‘Essential Yet Unseen’: New Frank Museum exhibit focuses on 1890s servant life

“Essential Yet Unseen: Servant Life in the 1890s,” a new permanent exhibit at the G.W. Frank Museum of History and Culture, will be unveiled 1-4 p.m. Saturday during a public reception. (Photos by Corbey R. Dorsey, UNK Communications)
“Essential Yet Unseen: Servant Life in the 1890s,” a new permanent exhibit at the G.W. Frank Museum of History and Culture, will be unveiled 1-4 p.m. Saturday during a public reception. (Photos by Corbey R. Dorsey, UNK Communications)

By TYLER ELLYSON
UNK Communications

KEARNEY – The lives of George Sr. and Phoebe Frank are well-documented at the G.W. Frank Museum of History and Culture.

The lavish home’s Colorado sandstone exterior, imported tile, handcarved oak woodwork and beautiful stained-glass window make it clear the family had money, which George earned by investing in real estate. His company built the Kearney Canal, which began producing electricity in 1887 and triggered an industrial boom in the city.

April White
April White

The Frank family’s elegant lifestyle is reflected throughout the museum’s first floor, where numerous items owned primarily by the wealthy are on display.

“The Franks were the 1%. They were the exception,” said April White, interim director of the museum located on the University of Nebraska at Kearney’s west campus. “We needed to tell the whole Frank family story, and you can’t tell the entire history without talking about the servants and how incredibly important they were.”

These servants – a team of housekeepers, cooks, gardeners, stable boys and others – were an essential part of everyday life for the Franks, who employed a staff of 30-plus people to keep things running smoothly.

Although many of them lived in the Frank home, these servants traditionally worked behind-the-scenes. And their place in history is often overlooked.

A new permanent exhibit at the Frank Museum changes that.

“Essential Yet Unseen: Servant Life in the 1890s” will be unveiled 1-4 p.m. Saturday during a public reception. The free event includes refreshments, as well as remarks by UNK College of Arts and Sciences Dean Ryan Teten, assistant history professor Nathan Tye and White beginning at 2 p.m.

The new exhibit allows visitors to step back in time into a recreated 1890s servant’s quarters on the museum’s second floor.

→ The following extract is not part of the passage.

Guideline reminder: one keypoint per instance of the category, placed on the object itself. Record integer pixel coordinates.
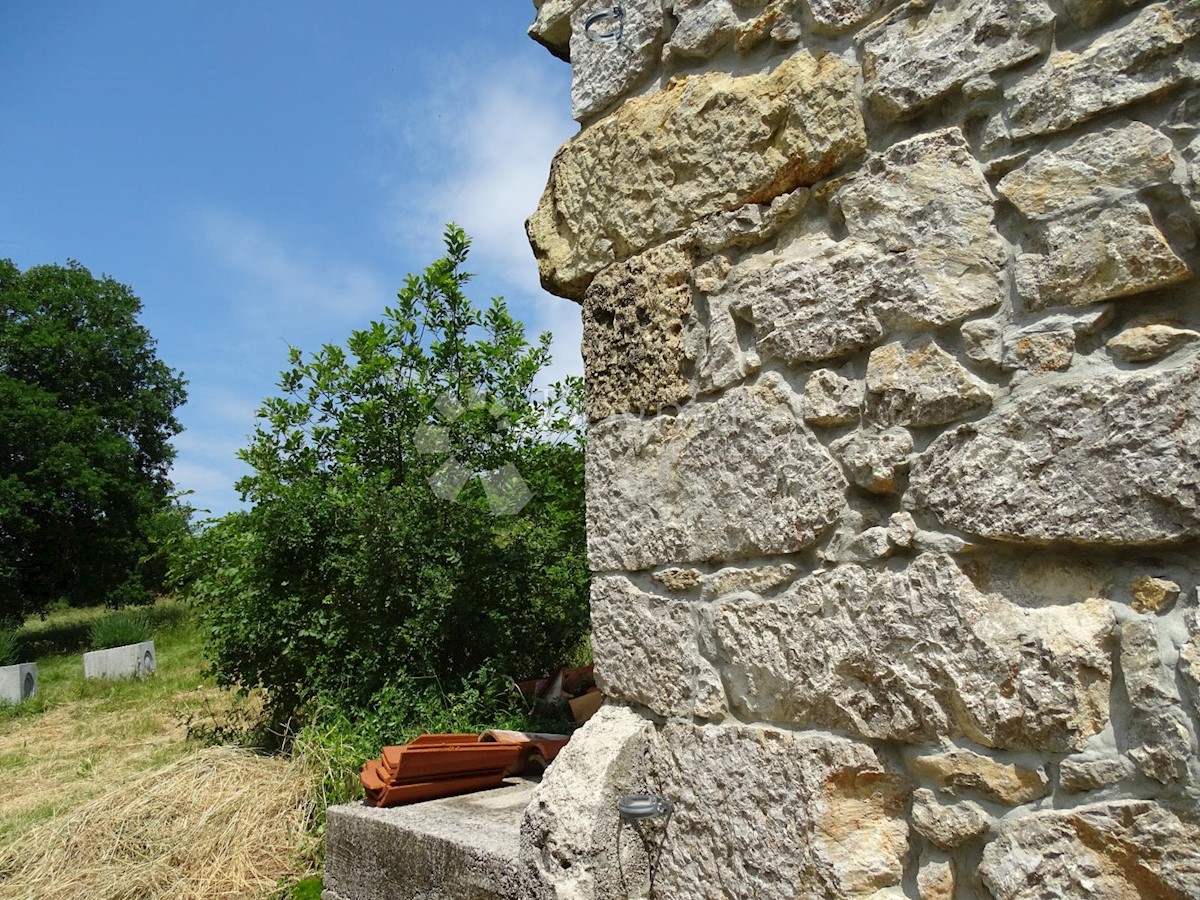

“The servant class represented much more of the typical population of Kearney in the 1890s,” White said. “We’re not just representing the Frank Museum and the Frank family history with this exhibit, we’re also representing Kearney’s history.”

With oversight from White, students from Tye’s museums and archives class spent about three months creating the exhibit using items from the Frank Museum collection, along with a brass bed frame recently donated by former Buffalo County Historical Society board member Pam Artman.

The recreated bedroom includes a bathing station, furniture, sewing machine and personal items such as books, jewelry, artwork and pressed flowers.

“We wanted to show that these servants were individuals,” White said. “They had interests.”

G.W. FRANK MUSEUM OF HISTORY AND CULTURE

Located at 2010 University Drive, the Frank Museum is open 1-5 p.m. Tuesdays through Fridays and noon-5 p.m. Saturdays and Sundays. Admission is free.

Local architect George William Frank Jr. designed the house – one of the earliest in the Great Plains with electricity when it was completed in 1890 – for his parents, George Sr. and Phoebe Frank. The home was part of the Nebraska State Hospital for Tuberculosis from 1912 until 1972, and it was placed on the National Register of Historic Places in 1973.